Give Mating Manatees the Space They Need

Give Mating Manatees the Space They Need

Female manatees know what it is like to be sought after — perhaps they feel a little too sought after. If you ever see what appears to be a large herd of manatees huddled together in the water, experts said they are likely mating. For every one female manatee, biologists said there can be up to 25 male manatees surrounding her, drawn to her pheromones.

The Florida Fish and Wildlife Conservation Commission tweeted out a reminder to be mindful of mating manatees. Earlier last year, the FWC produced a video featuring manatee biologist Kane Rigney explaining just how exhausting manatee mating season can be for the females of the species.

“There are a large number manatees that look to be frolicking with each other in shallow waters, generally climbing on top of each other,” Rigney said in the video.

They’re basically fighting over the one “focal” female.

Manatees have a long mating period that starts in the spring around March and can extend all the way to November.

Boaters could see a mating group of manatees in deeper waters and beachgoers could spot them on the shoreline.
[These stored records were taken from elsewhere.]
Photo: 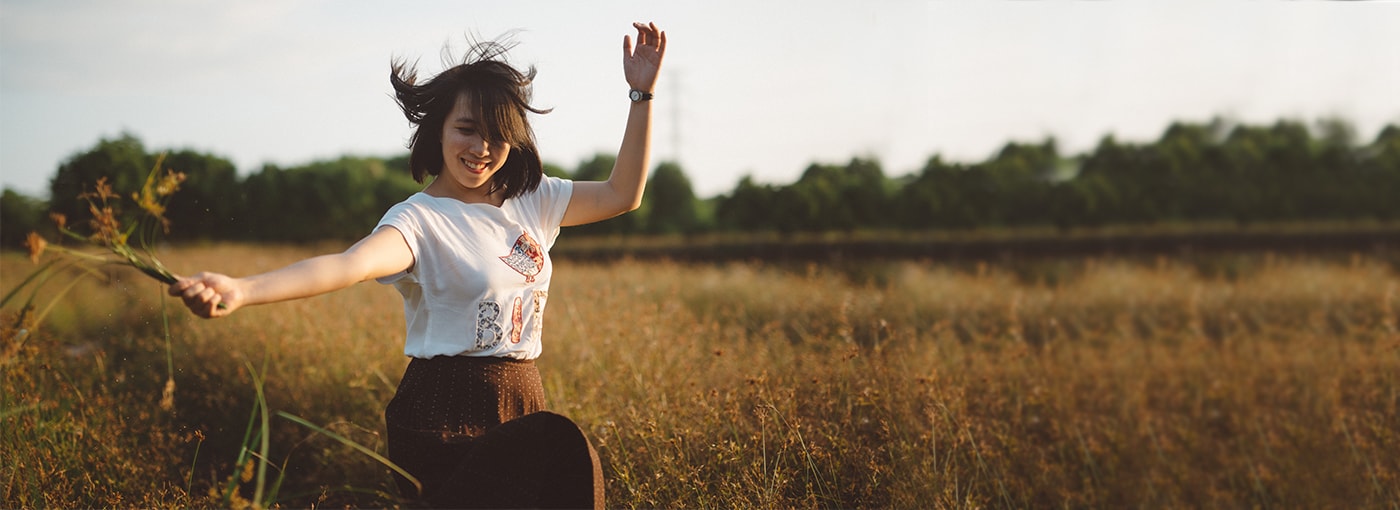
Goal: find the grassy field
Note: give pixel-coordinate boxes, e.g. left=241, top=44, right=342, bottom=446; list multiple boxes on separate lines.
left=0, top=245, right=1400, bottom=509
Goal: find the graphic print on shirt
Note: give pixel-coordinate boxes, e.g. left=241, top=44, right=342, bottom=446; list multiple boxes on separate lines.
left=511, top=296, right=525, bottom=343
left=476, top=301, right=505, bottom=350
left=531, top=290, right=549, bottom=338
left=501, top=233, right=545, bottom=283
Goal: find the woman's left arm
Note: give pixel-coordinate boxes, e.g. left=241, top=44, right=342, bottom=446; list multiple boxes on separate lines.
left=563, top=22, right=666, bottom=227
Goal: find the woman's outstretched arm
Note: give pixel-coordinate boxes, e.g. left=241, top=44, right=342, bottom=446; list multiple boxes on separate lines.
left=169, top=227, right=413, bottom=318
left=563, top=22, right=666, bottom=227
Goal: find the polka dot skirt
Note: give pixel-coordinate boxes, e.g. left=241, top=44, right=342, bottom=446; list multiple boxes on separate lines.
left=384, top=356, right=545, bottom=499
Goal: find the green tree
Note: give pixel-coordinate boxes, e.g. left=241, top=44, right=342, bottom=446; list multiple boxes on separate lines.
left=643, top=163, right=700, bottom=234
left=568, top=154, right=651, bottom=235
left=49, top=133, right=155, bottom=224
left=0, top=188, right=55, bottom=249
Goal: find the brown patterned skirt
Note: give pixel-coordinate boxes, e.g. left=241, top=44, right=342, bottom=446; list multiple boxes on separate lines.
left=384, top=356, right=603, bottom=507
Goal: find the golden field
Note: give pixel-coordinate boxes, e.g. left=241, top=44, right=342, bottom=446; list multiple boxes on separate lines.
left=0, top=245, right=1400, bottom=509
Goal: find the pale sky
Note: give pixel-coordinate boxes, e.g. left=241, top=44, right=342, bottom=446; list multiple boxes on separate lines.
left=0, top=0, right=1400, bottom=196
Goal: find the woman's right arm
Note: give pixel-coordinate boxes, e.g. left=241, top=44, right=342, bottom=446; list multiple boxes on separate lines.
left=169, top=227, right=413, bottom=318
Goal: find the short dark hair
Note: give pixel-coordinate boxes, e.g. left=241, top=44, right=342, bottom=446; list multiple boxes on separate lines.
left=389, top=41, right=550, bottom=199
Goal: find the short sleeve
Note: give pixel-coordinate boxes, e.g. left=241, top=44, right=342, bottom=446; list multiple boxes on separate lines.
left=539, top=175, right=574, bottom=230
left=522, top=175, right=574, bottom=249
left=374, top=200, right=424, bottom=284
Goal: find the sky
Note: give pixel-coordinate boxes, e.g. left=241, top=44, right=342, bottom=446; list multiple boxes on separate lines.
left=0, top=0, right=1400, bottom=198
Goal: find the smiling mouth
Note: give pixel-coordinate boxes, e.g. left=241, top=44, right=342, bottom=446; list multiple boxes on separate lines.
left=462, top=160, right=489, bottom=174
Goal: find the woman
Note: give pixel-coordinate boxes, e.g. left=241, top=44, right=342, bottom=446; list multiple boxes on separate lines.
left=169, top=22, right=666, bottom=506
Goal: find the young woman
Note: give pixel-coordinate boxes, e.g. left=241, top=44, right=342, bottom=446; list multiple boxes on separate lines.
left=169, top=22, right=666, bottom=506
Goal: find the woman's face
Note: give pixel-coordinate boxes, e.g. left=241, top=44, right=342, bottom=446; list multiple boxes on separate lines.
left=433, top=94, right=511, bottom=202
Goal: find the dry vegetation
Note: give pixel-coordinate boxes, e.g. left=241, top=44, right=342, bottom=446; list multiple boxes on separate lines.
left=0, top=245, right=1400, bottom=509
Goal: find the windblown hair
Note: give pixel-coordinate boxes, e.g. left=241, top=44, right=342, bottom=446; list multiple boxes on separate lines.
left=389, top=41, right=550, bottom=199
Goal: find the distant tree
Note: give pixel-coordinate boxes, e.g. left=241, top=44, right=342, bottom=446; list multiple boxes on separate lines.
left=714, top=175, right=778, bottom=231
left=568, top=153, right=651, bottom=235
left=49, top=133, right=155, bottom=224
left=162, top=150, right=244, bottom=240
left=0, top=188, right=53, bottom=249
left=545, top=163, right=573, bottom=179
left=242, top=157, right=421, bottom=242
left=643, top=163, right=700, bottom=234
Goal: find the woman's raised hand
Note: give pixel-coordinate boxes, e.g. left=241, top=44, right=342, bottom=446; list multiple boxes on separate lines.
left=169, top=273, right=244, bottom=318
left=622, top=22, right=666, bottom=92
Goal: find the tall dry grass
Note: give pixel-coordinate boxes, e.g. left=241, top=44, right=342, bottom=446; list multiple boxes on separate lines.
left=0, top=245, right=1400, bottom=507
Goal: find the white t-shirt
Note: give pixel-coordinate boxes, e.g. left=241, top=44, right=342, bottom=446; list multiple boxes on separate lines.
left=375, top=177, right=574, bottom=360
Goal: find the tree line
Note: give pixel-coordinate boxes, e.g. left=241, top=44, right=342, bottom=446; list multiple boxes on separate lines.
left=0, top=119, right=1400, bottom=248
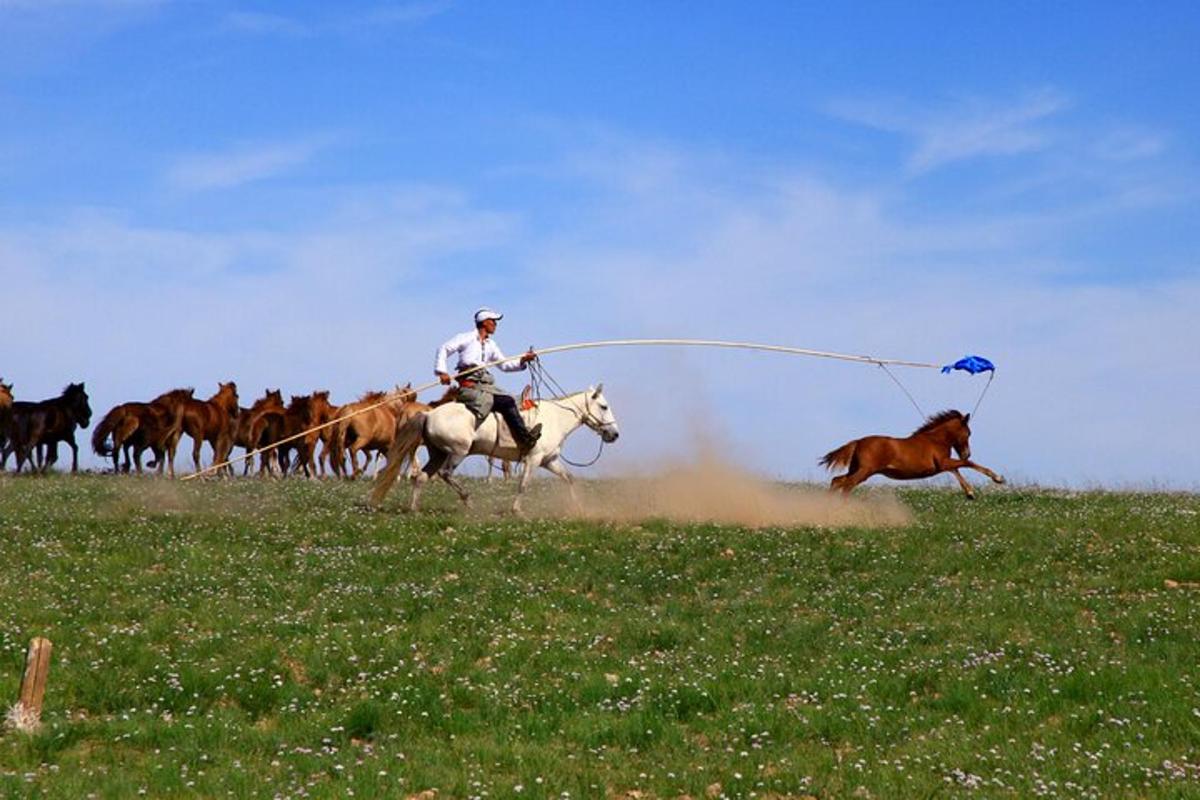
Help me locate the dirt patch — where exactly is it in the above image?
[535,453,912,528]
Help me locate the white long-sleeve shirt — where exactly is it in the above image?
[433,331,526,378]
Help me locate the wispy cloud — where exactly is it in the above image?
[829,89,1068,173]
[0,0,167,12]
[167,138,330,192]
[222,0,454,36]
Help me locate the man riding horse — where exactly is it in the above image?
[433,307,541,452]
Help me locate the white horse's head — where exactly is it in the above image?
[583,384,620,444]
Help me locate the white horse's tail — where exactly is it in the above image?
[371,411,427,506]
[820,439,858,470]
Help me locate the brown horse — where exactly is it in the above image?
[821,410,1004,500]
[5,383,91,473]
[184,380,239,473]
[0,380,12,467]
[239,389,286,475]
[330,384,416,479]
[276,395,317,477]
[91,389,193,477]
[306,390,340,477]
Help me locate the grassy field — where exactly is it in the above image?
[0,476,1200,800]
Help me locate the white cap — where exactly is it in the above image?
[475,306,504,325]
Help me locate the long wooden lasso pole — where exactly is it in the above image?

In recent years, a group of mating manatees stopped traffic near the Courtney Campbell Causeway as drivers gawked at the sight.

Sometimes, Rigney said, the manatees get close to shore because the female manatees will resort to trying to beach themselves to get away from the intense male attention.

Anyone who comes upon a group of mating manatees should leave them alone and keep their distance, Rigney said. Interfering with their mating habits could be considered harassment — it could also prove to be dangerous.

“Manatees mating have one thing in mind when they’re mating,” he said.